GROUPE BERNARD TAPIE LICKS ITS WOUNDS
✖ Following confirmation that Groupe Bernard Tapie was out of the picture, attorney Behnam Dayanim told the Associated Press he felt the DoJ’s alleged sudden insistence that GBT immediately repay all FTP players made it clear the DoJ was negotiating with another potential FTP buyer. However, Dayanim told PokerStrategy that another factor that scuppered the deal was “the possibility that the forfeiture would be regarded as a fraudulent transaction in foreign courts if challenged by creditors of Full Tilt … the acquirer might incur the liabilities of the company along with the assets … that was a risk that we had understood for a while … if it were the only risk, we likely would have gone ahead with the deal, but that combined with the last-minute change on the position of ROW players just made it not make sense anymore.”
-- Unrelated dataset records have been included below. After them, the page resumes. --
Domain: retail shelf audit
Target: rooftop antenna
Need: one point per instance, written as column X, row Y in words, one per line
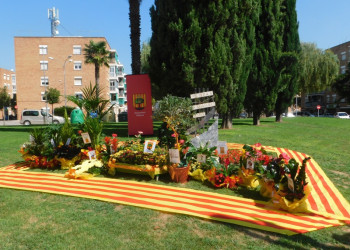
column 53, row 16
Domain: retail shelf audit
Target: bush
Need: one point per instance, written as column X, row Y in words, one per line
column 60, row 110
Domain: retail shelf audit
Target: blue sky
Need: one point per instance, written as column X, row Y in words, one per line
column 324, row 22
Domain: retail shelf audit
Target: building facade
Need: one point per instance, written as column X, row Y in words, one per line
column 55, row 62
column 327, row 99
column 8, row 80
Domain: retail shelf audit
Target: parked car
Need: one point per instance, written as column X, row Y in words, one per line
column 342, row 115
column 35, row 116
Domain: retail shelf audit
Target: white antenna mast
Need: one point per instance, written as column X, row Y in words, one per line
column 53, row 16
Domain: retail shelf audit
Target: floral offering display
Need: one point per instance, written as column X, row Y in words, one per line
column 87, row 169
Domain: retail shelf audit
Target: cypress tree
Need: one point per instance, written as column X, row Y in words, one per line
column 291, row 49
column 264, row 79
column 176, row 34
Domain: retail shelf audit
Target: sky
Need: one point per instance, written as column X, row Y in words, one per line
column 324, row 22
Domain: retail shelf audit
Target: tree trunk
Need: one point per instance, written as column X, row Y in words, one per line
column 135, row 32
column 256, row 119
column 226, row 122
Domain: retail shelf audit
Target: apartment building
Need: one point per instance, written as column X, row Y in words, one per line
column 56, row 62
column 8, row 80
column 327, row 99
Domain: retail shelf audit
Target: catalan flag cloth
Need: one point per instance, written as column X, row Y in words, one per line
column 326, row 206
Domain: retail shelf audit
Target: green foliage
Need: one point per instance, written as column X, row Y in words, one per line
column 264, row 80
column 291, row 50
column 176, row 112
column 98, row 55
column 60, row 110
column 94, row 127
column 92, row 101
column 318, row 69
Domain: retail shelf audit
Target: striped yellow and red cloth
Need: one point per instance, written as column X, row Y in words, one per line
column 326, row 206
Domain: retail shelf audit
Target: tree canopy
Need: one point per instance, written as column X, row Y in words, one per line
column 318, row 68
column 98, row 55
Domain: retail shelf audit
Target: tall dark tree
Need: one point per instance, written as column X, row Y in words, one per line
column 225, row 53
column 264, row 79
column 98, row 55
column 135, row 33
column 176, row 35
column 291, row 49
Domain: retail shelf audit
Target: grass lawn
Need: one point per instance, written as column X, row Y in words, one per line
column 32, row 220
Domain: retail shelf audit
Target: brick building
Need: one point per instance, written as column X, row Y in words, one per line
column 8, row 80
column 327, row 99
column 55, row 62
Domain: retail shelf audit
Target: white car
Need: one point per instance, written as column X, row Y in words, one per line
column 34, row 116
column 342, row 115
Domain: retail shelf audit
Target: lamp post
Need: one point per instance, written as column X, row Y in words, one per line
column 64, row 79
column 44, row 69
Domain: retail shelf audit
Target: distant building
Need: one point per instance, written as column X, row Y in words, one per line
column 8, row 80
column 58, row 62
column 327, row 99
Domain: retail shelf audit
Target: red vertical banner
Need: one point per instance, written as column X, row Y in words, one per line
column 139, row 104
“If there is a deal with PokerStars, it very well could be the case that they decided that the two risks I just outlined were acceptable in light of an overall resolution to the DOJ legal position. They could have decided that those risks were small in the grand scheme of their situation, and that they would therefore be willing to deal with them.”
✖ So, minus the FTP acquisition, what happens to the International Stadiums Poker Tour? For the moment, the website’s still up, but we suspect the dopey concept may now never get to fail in the spectacular fashion in which everyone expected.
✖ Confirming their reputation as always being last to the party in terms of communicating their message to the poker public, FTP attorney Barry Boss eventually provided a statement to DiamondFlushPoker.com confirming the GBT deal was dead. However, “Full Tilt Poker is more optimistic than ever that its number one goal will be obtained: Full Tilt players will be repaid. Full Tilt Poker has been in settlement discussions with the US Department of Justice. As such settlement discussions are always confidential, we are unable to comment on any rumors related to the details of those discussions. As soon as we have information to share publicly we will do so.”